Real-time data pipeline Decodable objects

This guide is part of a series that creates a real-time data pipeline with Astra Streaming and Decodable. For context and prerequisites, start here.

The Astra Streaming connection info

To connect Astra Streaming to Decodable, you need some information from your Astra Streaming tenant.

  1. In the Astra Portal header, click Applications, select Streaming, and then click your webstore-clicks streaming tenant.

    image4

  2. Click the Connect tab, and then scroll to the Tenant Details section.

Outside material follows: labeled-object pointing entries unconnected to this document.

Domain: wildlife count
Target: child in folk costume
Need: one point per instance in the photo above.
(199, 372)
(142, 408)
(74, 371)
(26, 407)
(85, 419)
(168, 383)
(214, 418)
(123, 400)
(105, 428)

    These values are required to connect to Decodable.

    image16

  3. Create a Pulsar token:

    1. In Tenant Details, click Token Manager, and then click Create Token.

    2. In the Copy Token dialog, copy the Token, and then store it securely.

    3. Click Close when you are done.

Creating a Decodable connection to Astra Streaming for all web clicks

In Decodable, you must create a connection and stream that will direct all web clicks to the correct topics in Astra Streaming.

  1. In new browser tab, sign in to your Decodable account.

  2. Click the Connections tab, and then click New Connection.

    image25

  3. In the Choose a Connector dialog, find the DataStax Astra Streaming connector, and then click Connect.

    image14

  4. Use the Astra Streaming tenant details from your other browser tab to complete the Decodable connection fields:

    • Connection Type: Select Sink.

    • Broker Service URL: Enter the Pulsar broker service URL from your Astra Streaming tenant.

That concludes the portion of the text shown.